Viscoelastic AVO equations: Born versus Aki-Richards approximations
Shahpoor Moradi, Kristopher A. Innanen
Anelastic properties of reservoir rocks are important and sensitive indicators of fluid saturation and viscosity changes due (for instance) to steam injection. The description of seismic waves propagating through viscoelastic continua is quite complex, involving a range of unique homogeneous and inhomogeneous modes. This is true even in the relatively simple theoretical environment of amplitude-variation-with-offset (AVO) analysis. For instance, a complete treatment of the problem of linearizing the solutions of the lowloss viscoelastic Zoeppritz equations, to obtain an extended Aki-Richards approximation (one that is in accord with the appropriate complex Snell’s law) is lacking in the literature.

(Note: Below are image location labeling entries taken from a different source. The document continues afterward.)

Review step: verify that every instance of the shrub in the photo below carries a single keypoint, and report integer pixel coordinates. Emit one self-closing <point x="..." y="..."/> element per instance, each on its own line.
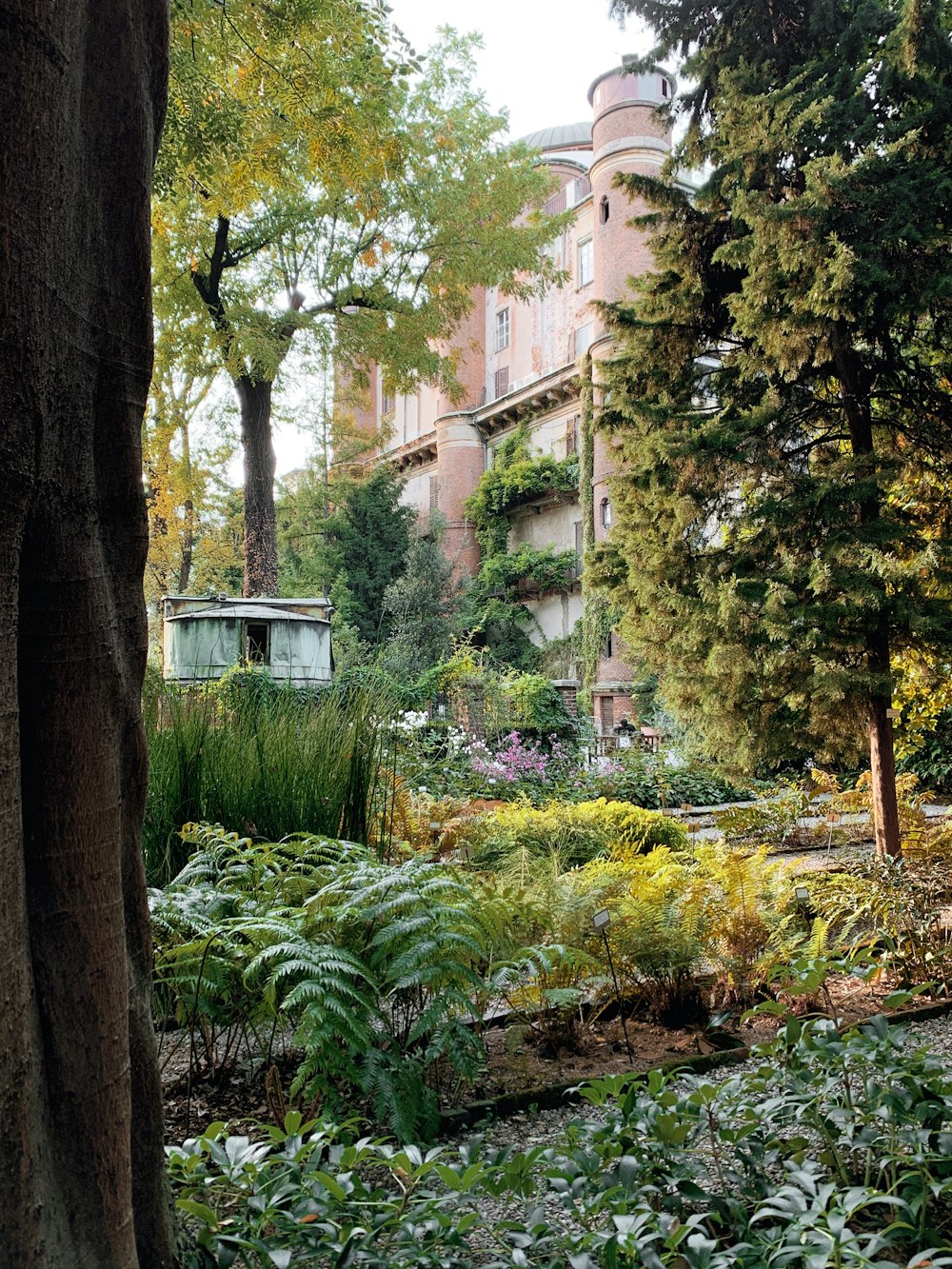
<point x="826" y="1151"/>
<point x="578" y="831"/>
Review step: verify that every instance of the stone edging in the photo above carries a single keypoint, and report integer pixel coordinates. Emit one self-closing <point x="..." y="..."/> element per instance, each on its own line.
<point x="550" y="1097"/>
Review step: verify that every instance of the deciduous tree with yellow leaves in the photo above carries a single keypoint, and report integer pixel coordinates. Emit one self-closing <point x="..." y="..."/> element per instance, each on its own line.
<point x="311" y="169"/>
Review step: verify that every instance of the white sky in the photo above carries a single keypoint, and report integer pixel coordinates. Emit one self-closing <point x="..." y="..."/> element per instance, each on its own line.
<point x="537" y="62"/>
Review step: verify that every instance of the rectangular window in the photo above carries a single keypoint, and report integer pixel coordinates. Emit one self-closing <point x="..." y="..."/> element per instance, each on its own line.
<point x="586" y="262"/>
<point x="258" y="644"/>
<point x="502" y="328"/>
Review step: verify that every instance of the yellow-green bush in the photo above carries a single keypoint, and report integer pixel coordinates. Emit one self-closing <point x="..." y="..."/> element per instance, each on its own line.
<point x="577" y="831"/>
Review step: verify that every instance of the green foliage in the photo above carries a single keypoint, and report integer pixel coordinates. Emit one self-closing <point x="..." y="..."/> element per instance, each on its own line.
<point x="293" y="212"/>
<point x="373" y="967"/>
<point x="645" y="780"/>
<point x="371" y="534"/>
<point x="783" y="369"/>
<point x="541" y="568"/>
<point x="932" y="758"/>
<point x="898" y="907"/>
<point x="516" y="477"/>
<point x="262" y="759"/>
<point x="422" y="605"/>
<point x="687" y="1173"/>
<point x="493" y="609"/>
<point x="575" y="831"/>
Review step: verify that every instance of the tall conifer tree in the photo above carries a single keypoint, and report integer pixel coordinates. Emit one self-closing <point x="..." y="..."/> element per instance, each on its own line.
<point x="781" y="368"/>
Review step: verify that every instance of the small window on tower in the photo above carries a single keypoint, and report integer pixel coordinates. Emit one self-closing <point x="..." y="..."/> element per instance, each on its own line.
<point x="586" y="262"/>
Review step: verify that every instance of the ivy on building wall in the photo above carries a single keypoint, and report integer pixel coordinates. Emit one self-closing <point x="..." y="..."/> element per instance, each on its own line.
<point x="506" y="578"/>
<point x="516" y="477"/>
<point x="597" y="620"/>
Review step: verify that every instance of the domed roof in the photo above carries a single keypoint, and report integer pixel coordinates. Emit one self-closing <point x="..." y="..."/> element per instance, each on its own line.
<point x="566" y="136"/>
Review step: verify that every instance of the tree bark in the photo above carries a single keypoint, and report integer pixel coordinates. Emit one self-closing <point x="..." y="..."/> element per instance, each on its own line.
<point x="82" y="99"/>
<point x="261" y="529"/>
<point x="883" y="763"/>
<point x="188" y="526"/>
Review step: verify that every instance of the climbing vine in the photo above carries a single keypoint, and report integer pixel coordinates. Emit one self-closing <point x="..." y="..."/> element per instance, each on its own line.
<point x="597" y="620"/>
<point x="517" y="476"/>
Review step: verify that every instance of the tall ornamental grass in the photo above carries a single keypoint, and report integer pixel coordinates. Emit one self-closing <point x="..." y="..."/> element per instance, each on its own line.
<point x="263" y="762"/>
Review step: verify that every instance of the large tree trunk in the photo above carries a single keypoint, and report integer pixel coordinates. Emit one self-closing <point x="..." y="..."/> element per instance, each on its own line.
<point x="82" y="96"/>
<point x="261" y="529"/>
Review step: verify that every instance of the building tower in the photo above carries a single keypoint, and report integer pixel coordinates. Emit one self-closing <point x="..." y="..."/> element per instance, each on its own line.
<point x="628" y="136"/>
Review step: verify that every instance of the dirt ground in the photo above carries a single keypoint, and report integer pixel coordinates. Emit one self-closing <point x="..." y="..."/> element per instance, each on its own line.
<point x="518" y="1058"/>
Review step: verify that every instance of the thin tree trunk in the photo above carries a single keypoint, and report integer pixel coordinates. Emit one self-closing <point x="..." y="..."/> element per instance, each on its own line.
<point x="83" y="1180"/>
<point x="883" y="764"/>
<point x="883" y="768"/>
<point x="188" y="525"/>
<point x="261" y="526"/>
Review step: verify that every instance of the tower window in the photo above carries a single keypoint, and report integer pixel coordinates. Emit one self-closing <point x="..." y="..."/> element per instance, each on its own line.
<point x="502" y="328"/>
<point x="586" y="262"/>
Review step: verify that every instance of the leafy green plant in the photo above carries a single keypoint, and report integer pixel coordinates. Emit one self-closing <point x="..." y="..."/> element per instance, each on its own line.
<point x="899" y="906"/>
<point x="674" y="1173"/>
<point x="373" y="967"/>
<point x="320" y="1193"/>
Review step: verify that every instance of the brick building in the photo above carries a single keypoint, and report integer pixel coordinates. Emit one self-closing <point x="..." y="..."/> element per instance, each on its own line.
<point x="520" y="362"/>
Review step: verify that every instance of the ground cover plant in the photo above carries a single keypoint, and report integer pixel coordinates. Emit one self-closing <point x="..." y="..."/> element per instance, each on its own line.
<point x="825" y="1151"/>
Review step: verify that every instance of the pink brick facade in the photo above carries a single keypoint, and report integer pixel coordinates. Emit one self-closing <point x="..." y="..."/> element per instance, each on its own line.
<point x="518" y="361"/>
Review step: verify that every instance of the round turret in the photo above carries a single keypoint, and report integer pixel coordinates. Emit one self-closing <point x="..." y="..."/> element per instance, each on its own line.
<point x="628" y="136"/>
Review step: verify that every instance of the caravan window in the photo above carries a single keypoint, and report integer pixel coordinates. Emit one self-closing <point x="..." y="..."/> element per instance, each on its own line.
<point x="258" y="644"/>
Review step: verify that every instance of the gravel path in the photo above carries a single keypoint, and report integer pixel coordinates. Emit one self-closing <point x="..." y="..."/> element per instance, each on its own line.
<point x="547" y="1128"/>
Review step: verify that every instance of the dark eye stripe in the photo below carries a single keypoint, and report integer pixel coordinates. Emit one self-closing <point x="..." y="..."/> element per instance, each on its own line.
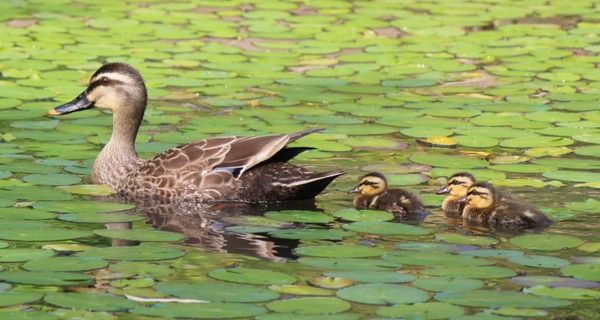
<point x="103" y="82"/>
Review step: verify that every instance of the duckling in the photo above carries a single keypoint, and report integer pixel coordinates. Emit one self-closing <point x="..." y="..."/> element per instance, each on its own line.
<point x="221" y="169"/>
<point x="373" y="193"/>
<point x="485" y="206"/>
<point x="456" y="188"/>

Also missing is a clear analytical path allowing such forms to be reconciled with more general volume scattering pictures of viscoelastic seismic wave propagation. Our analysis, which provides these two missing elements, leads to approximate reflection and transmission coefficients for the P- and types I S- waves as formulated by Borcherdt. These involve additional, complex, terms alongside those of the standard isotropic-elastic Aki-Richards equation. The extra terms are shown to have a significant influence on reflection strengths, particularly when the degree of inhomogeneity is high. The particular AVO forms we present are finally shown to be special cases of potentials for volume scattering from viscoelastic inclusions.